Our pastor, Dr. Dillon, says there are a few times in his life where he has so clearly, almost audibly, heard the Lord speak to him. And this past Friday, my dear friend and role model Karen (LifePark Women's Ministry leader) spoke about how God can use Christmas songs to speak to us. I know that to be true. I shared this story with her that night. So, I feel I should share my Silent Night experience with everyone.
Friday Night, November 23, will be a day I'll always remember. We had been in Columbia all week with my Gramma Fraylick, loving her, spending time with her, holding her hand, and telling her goodbye. We headed back to Charleston that day to await what was next.
When the end of someone's life is near, as a believer, my first thought, albeit perhaps a bit morbid, is "Where will they be going". If they are a true, redeemed follower of Christ, I know it is Heaven. If they are not saved, I shudder to think how the family will accept this grief and deal with the pain. See, as believers, we grieve not as people who have no hope, but as a people with a hope. (Don't quote me word-for-word on that, see 1 Thessalonians 4:13 for the actual text). Our hope comes in that our loved one is in Heaven, and by knowing that, we may find a bit of joy and peace even in death.
I was really wrestling with this question about my Gramma. I knew she knew the Lord, I knew she had been saved. I did ask my mom about it a few days before, just for reassurance. I think in my human nature of questioning, I just needed to hear someone audibly tell me she was saved, she's going to Heaven. But being the closest person to me who was ever in their final days on earth, I was struggling. I didn't want to see her in that state. I didn't want to go into her room. I didn't want to remember her like that. I didn't want to think about her leaving us on earth, and I needed to know that I know without a shadow of doubt she would be going to Heaven with Jesus. (I did end up going into her room and kissing her and squeezing her hand, and telling her I loved her, and telling her goodbye, and just sitting with her and my family.
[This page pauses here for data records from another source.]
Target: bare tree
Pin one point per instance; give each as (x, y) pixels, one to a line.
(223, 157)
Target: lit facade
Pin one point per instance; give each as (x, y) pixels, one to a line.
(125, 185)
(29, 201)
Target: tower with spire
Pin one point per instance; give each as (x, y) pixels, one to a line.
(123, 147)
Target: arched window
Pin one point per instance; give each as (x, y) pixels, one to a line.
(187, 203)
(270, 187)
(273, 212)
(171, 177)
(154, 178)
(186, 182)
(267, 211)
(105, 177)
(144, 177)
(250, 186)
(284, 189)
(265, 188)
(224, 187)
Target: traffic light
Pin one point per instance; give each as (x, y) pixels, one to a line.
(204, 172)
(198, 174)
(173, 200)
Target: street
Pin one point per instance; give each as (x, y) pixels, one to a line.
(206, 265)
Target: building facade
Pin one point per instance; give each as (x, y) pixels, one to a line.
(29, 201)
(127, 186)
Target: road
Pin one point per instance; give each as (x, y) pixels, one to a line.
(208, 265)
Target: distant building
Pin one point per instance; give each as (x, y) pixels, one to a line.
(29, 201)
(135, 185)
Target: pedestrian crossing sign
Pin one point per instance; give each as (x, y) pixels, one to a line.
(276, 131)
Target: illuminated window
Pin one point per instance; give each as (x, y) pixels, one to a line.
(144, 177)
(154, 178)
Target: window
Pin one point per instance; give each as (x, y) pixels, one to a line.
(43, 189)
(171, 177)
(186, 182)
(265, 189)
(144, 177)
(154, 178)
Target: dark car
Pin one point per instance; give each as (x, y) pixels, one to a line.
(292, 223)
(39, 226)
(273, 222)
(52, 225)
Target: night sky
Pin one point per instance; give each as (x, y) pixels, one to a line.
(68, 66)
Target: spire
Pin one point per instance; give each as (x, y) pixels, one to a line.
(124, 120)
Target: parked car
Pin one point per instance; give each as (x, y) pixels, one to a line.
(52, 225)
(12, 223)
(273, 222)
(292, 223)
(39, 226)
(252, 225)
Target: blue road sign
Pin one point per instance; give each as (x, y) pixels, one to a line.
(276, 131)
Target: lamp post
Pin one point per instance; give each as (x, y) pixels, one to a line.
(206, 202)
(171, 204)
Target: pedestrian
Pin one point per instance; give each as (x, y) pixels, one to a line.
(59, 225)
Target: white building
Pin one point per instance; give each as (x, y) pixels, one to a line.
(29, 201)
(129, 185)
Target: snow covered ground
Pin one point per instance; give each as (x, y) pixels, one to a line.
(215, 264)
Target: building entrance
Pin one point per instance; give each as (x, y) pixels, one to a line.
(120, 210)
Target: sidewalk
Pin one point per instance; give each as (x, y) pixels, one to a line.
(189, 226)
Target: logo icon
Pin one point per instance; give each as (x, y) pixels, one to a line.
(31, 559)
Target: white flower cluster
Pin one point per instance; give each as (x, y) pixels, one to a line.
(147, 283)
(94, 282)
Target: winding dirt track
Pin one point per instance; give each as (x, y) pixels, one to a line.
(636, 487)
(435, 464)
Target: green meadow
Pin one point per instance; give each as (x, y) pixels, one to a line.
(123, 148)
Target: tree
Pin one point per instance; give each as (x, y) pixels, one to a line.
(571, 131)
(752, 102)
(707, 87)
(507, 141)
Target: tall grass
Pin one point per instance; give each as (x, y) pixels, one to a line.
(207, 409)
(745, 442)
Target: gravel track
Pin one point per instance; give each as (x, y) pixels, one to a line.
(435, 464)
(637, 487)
I will forever be thankful for those moments).
So, struggling with the whole scenario we were in, we went home to Charleston, jumping every time the phone rang.
I was watching a movie with David that night, and he had fallen asleep. The song Silent Night, recorded by Sinead O'Connor, began playing. I was half asleep, not really paying attention to it, but I could hear the sounds in the background. When the song came on, I was immediately awake. I had no idea what was going on in the movie, but I had this feeling that I needed to go off by myself, somewhere silent, and listen, really listen, to that song. The Lord was pushing me. So I got up, went outside and pulled it up on YouTube on my phone (Hallelujah for smartphones, lol!). I sat and listened, and wept.
Never in my life have I so clearly heard the voice of the Lord.
Silent Night, Holy Night. All is calm, All is bright.
The song progressed, as I kept crying and praying.
Sleep in Heavenly Peace, Sleep in Heavenly Peace.
And I knew, without a shadow of a doubt, the Lord telling me "I'm ready for her. This song is for her. It's time for her to go to sleep, in Heavenly Peace." After a few more moments of crying, and praying, and laughing, (yes, laughing) I called my sister, and my mom. I HAD to tell them what I just experienced. I had to share it with them, knowing they wouldn't think I was crazy. I think also, I needed to tell someone, so that I would have an accountability of sorts, or a witness that this really happened. That someone else knew what God was speaking to me.
The next day, she passed. I know the Lord was giving me the peace I needed, because he knew what was coming the next day. It was perfect proof of His absolute divinity and timing. Had it not happened this time of year, I would not have heard Silent Night. He perfectly ordained it all. I was, and still am, in awe of His wonder, His power, and yet His attention to little ol' ME. Please know, I'm not seeking to take any glory for this moment. I'm not trying to be selfish, or talk about MYself, or MY experience. I'm simply sharing for the GLORY of the Lord. HE perfectly used my Gramma's passing to speak peace over me, and to reveal to me HIS power, through something so simple as a Christmas song.
**I'm sure you all know, two days later, on Monday, my Grandma Young passed away as well. I'm not trying to "jip" her, or leave her out. I just knew this was for my Gramma Fraylick. Maybe God was also trying to prepare my heart for Grandma Young, and I just didn't know it at the time. Maybe that's a question I'll ask Him, when I meet Him.